The Legislature makes the following findings regarding the State of California’s commitment to provide equitable transportation services, including an effective and coherent network of transportation services for older Californians and people with disabilities and the right of that population to receive those services pursuant to this part:(a) Since the enactment of the Social Service Transportation Improvement Act, the number of Californians requiring services under this part has substantially increased without a corresponding increase in services or funding to meet expanding needs.
(b) Despite planning efforts by the state in 2003, 2004, 2005, 2007, and 2021 to improve these transportation services
for this population, there has been no notable progress. The state is stuck in a cycle of study and stagnate. While whole other segments of the transportation system benefit from progress, this underserved population languishes with substandard transportation options.
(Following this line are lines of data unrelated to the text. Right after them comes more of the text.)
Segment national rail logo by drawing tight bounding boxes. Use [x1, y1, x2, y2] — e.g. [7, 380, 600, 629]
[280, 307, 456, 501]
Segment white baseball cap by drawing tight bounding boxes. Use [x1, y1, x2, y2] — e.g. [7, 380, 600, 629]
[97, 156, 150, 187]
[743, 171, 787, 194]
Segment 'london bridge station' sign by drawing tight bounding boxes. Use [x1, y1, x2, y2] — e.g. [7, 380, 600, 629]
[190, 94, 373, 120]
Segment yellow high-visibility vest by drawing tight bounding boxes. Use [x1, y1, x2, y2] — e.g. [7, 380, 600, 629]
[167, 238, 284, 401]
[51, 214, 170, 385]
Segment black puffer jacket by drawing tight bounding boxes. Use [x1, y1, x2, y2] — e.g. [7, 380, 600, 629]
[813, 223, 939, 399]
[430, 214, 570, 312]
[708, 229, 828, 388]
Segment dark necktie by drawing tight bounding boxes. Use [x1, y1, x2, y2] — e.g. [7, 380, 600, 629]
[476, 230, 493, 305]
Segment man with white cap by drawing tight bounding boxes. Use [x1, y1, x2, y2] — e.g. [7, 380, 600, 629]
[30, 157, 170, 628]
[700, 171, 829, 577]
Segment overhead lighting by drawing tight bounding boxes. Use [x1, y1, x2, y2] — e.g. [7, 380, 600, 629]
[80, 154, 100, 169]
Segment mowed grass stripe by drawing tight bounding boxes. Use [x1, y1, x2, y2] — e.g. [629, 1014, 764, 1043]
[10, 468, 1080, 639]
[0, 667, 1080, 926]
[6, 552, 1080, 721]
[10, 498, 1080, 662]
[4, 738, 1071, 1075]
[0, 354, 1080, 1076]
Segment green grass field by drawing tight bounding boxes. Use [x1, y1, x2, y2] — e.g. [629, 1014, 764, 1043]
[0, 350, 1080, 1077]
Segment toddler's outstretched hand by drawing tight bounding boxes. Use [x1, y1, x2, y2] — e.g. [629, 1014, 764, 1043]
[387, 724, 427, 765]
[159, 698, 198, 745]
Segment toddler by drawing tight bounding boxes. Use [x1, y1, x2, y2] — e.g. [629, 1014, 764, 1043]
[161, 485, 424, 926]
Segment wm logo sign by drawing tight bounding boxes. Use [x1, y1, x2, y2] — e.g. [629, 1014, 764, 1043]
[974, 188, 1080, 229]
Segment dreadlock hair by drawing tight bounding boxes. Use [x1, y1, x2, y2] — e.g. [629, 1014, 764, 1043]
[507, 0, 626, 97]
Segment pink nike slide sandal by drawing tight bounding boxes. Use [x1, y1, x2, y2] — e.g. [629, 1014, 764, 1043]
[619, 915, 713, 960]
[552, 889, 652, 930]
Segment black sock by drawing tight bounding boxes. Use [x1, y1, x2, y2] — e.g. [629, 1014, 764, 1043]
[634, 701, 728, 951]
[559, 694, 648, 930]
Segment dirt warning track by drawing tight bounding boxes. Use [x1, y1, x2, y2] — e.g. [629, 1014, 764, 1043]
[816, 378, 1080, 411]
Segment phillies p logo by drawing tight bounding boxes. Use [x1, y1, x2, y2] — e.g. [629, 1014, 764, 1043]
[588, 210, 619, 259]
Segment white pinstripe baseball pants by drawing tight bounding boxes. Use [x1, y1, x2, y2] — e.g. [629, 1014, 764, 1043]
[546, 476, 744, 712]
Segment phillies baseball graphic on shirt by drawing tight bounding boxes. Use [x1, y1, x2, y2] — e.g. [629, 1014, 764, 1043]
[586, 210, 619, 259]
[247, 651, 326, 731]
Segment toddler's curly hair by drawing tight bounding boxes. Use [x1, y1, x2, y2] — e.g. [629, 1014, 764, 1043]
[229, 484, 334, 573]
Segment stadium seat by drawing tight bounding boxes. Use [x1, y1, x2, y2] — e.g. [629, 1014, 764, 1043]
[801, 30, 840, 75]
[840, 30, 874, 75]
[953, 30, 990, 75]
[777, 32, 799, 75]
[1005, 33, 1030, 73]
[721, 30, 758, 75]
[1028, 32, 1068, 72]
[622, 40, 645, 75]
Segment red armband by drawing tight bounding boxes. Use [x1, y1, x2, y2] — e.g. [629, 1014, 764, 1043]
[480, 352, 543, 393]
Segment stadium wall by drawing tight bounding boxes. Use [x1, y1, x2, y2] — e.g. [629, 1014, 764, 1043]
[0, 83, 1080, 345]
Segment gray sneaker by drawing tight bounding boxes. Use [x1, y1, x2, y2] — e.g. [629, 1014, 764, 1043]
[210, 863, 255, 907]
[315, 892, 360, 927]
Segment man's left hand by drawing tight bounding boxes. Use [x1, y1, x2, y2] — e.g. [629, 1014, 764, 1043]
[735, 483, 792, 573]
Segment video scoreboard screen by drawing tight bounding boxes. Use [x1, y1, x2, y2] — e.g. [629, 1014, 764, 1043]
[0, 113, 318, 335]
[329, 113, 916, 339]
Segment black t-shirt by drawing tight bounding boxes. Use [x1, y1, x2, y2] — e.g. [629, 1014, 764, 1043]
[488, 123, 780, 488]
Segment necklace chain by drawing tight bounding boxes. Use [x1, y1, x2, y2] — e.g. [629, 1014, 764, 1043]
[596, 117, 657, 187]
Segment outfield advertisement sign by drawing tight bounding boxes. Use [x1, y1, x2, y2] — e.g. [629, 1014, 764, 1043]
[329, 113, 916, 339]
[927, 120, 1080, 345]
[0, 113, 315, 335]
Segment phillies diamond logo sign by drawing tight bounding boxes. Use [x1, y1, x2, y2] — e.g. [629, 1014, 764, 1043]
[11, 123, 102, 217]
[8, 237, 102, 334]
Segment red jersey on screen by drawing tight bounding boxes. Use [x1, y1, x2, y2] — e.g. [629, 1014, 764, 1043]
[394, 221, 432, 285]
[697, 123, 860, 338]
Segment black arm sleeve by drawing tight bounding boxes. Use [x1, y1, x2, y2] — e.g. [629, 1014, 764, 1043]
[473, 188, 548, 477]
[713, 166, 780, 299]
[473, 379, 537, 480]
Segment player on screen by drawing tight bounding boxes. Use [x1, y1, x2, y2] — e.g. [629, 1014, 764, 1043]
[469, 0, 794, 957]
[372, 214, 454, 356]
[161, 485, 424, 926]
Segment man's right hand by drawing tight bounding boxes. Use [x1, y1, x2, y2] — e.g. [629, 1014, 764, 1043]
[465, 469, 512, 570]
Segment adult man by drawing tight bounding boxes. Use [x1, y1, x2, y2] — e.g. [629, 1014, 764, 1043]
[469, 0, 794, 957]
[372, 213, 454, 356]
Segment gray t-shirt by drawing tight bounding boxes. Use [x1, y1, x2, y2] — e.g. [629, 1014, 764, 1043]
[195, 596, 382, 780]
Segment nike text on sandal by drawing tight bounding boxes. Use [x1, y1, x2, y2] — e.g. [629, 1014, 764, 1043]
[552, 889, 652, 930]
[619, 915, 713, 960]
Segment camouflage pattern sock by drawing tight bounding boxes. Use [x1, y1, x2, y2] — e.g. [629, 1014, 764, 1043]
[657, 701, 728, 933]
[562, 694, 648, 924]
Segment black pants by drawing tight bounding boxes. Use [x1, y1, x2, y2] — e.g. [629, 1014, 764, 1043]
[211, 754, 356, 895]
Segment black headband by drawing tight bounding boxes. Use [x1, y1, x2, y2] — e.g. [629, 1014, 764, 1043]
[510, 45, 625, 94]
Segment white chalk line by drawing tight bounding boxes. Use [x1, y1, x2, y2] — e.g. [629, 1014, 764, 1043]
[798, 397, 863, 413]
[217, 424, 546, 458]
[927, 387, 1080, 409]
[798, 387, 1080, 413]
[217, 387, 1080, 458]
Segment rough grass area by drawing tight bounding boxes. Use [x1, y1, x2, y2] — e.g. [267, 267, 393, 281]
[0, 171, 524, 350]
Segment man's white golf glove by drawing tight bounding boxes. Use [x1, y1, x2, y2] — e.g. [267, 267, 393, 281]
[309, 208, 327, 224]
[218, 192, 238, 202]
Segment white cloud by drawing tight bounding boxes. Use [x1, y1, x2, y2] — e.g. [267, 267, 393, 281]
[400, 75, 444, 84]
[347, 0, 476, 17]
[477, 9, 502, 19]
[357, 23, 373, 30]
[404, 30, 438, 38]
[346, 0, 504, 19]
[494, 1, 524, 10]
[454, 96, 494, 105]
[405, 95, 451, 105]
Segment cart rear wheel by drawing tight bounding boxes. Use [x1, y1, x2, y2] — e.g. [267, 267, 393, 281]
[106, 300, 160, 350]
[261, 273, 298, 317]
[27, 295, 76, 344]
(c) The aging tsunami brought about by changing demographics has long been forecasted to increase the demand for expanded transportation services for seniors and persons with disabilities. This is a well-documented issue. The Master Plan for Aging indicates that by 2030, senior age groups will increase from 70 percent up to 274 percent. These age groups have cognitive and physical characteristics that either require public transportation services or result in the loss of ability to drive themselves, or both.
(d) Despite the increased demand for services and evolution in the methods for providing those services,
services for seniors and persons with disabilities have remained stagnant while other sectors of the transportation system have thrived under improved policies and increased funding. It is clear that the funding mechanism, value statements, and principles contained in this part must be updated.
(e) It is the intent of the Legislature that the Department of Transportation and the California Health and Human Services Agency actively monitor the planning for and provision of social service transportation, as defined by the coordinated public transit human services transportation plan, as described in Section 5310 of Title 49 of the United States Code, to ensure the orderly and systematic completion of improvements.
(f) The Legislature is aware that the public transit industry is consumed with other obligations as a result of climate change legislation, socioeconomic pressures,
paradigm shifts in technology, regulatory obligations, and Federal Americans with Disabilities Act of 1990 paratransit requirements, and thus does not have the organizational, operational, or financial capacity to serve this vulnerable population adequately.
(g) The Legislature is aware of a well-documented cyclical legacy of the state studying this issue, identifying solutions, and failing to implement those solutions. The amendments to the Social Service Transportation Improvement Act in the act that added this section are intended to address that legacy by improving accessible transportation as quickly as possible and by ensuring that, in the future, seniors and persons with disabilities will no longer be segregated from the benefits of any state transportation funding program.
(h) It is the Legislature’s belief that the stagnation found in this service area is multifactorial
and is a result of lack of funding, political friction as defined in Report 91 of the Transit Cooperative Research Program, organic and haphazard rather than systemic development and funding of accessible transportation systems, and decisionmaking and authority assigned to inappropriate agencies and levels of government, among other reasons.
(i) While the state has made substantial commitments to transportation funding for different modes, these investments have largely excluded services for older persons and those with disabilities, which is incompatible with the growing demand for these services due to demographic and other pressures.
(j) The Governor’s 2021 Master Plan for Aging described the growing population of older Californians as a “seismic shift,” with one out of every four qualifying as “older,” and despite this, the Master Plan included no substantive transportation
improvements for the target population.
(k) Victims of wildfires are often disproportionately seniors and persons with disabilities. These tragic outcomes can be related to limited access to quality transportation. Any planning effort intended to improve emergency response for this population requires a significantly improved baseline for accessible transportation services and for an accessible transportation system.